Software Industry Players Debate Need for New Restrictions Around Student Data
By guest blogger Kathryn Baron
Parents may want to start paying as much attention to protecting their children's privacy from web programs they're using for schoolwork as they do with Facebook and other social media.
Education software developers meeting in San Francisco Wednesday, the final day of the Software and Information Industry Association's Education Summit, are a disparate group when it comes to drawing the line between what student data is sacred and what's ripe for harvesting to target ads at kids and their families.
"We do believe that the industry respects the safeguarding of student data," said Mark Schneiderman, the senior director of education policy at SIIA, when introducing the issue to the 200 or so attendees gathered for the morning discussion. He believes it's not usually an intentional breach when that data is abused, but more a result of "unintended consequences in this really evolving marketplace."
That may be a hard defense to sell to parents. It's bad enough when your teenager registers for a game app that gets charged to your credit card or phone bill.
But mom and dad might be surprised—or worse—to learn that when their children create accounts to use free online educational programs, often required by teachers or schools, the information may be sold to another company that uses it to target advertising having nothing to do with education.
The questions can get pretty personal, according to a Fordham University Law School report. Web programs designed to educate children about health and wellness may ask students what they weigh and track what they eat at the school cafeteria. That information, along with name, email, birthdate, social security number and IP addresses or cookies captured by the website, might be sold to, say, a fitness company, which sends ads directly to students and their parents.
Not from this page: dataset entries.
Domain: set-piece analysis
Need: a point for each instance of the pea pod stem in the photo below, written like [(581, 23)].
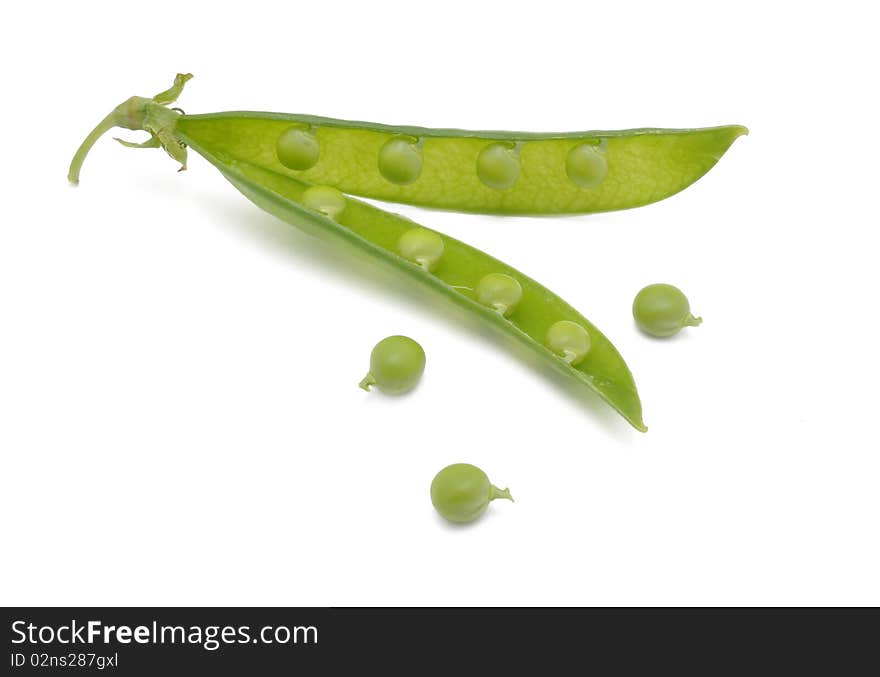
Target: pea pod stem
[(495, 492), (378, 233)]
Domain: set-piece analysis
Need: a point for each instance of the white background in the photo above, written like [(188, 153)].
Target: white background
[(180, 421)]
Even software developers participating in the summit complained about the situation.
"Once a week, I get something, which is essentially marketing, coming home on paper," said James Bower. The creator of Whyville, who has two school-age children, cautioned his colleagues that their reputations are at stake unless they take action.
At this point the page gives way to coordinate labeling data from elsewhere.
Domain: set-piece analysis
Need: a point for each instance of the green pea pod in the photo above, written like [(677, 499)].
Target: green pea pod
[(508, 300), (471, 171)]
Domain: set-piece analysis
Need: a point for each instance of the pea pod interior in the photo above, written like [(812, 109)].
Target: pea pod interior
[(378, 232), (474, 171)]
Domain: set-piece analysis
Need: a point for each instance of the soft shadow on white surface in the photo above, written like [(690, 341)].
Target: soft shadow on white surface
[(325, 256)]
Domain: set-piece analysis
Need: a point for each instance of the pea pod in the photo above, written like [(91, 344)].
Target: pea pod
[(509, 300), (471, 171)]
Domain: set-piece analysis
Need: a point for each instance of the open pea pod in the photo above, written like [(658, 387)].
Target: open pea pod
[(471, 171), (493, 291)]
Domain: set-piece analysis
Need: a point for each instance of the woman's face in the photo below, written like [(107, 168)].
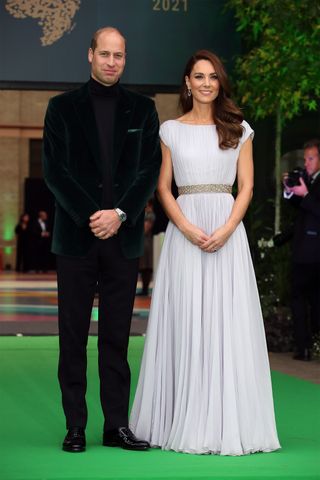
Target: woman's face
[(203, 82)]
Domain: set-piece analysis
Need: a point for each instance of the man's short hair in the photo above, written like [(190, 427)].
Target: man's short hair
[(96, 34), (315, 142)]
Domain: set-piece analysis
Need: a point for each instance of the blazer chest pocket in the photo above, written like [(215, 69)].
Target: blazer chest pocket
[(134, 130)]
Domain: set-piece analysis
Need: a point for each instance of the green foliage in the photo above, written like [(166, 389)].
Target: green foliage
[(282, 63)]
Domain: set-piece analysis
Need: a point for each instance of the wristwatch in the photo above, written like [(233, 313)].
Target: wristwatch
[(122, 215)]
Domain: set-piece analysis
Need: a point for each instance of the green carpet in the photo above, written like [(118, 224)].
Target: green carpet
[(32, 428)]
But there's little agreement on what to do, or even about how bad the problem is.
"When you look at this issue of student privacy, there simply isn't a consensus," said panel member and founder of RJM Strategies, Bob Moore.
One thing most everyone agreed on is that contracts with developers are so technical that school officials—and parents—often aren't aware that they may be giving companies broad control over students' personal information.
Linnette Attai, president of PlayWell, LLC, recommended that companies take the high road by being transparent and giving schools all the details in plain English, without being asked.
"I encourage my clients to be good partners to schools," said Attai. "There are a lot of things that the industry can do to be better citizens in this space."
State legislatures and Congress don't seem convinced that self-regulation by business is the answer, and they're concerned that federal regulations, such as the Family Educational Rights and Privacy Act and the Children's Online Privacy Protection Act, don't have enough teeth.
Three thousand miles away and just hours before the SIIA session got underway, U.S. Senators Orin Hatch, a Utah republican, and Massachusetts democrat Edward Markey launched a bipartisan effort to clamp down on how these private companies may use the student information they collect.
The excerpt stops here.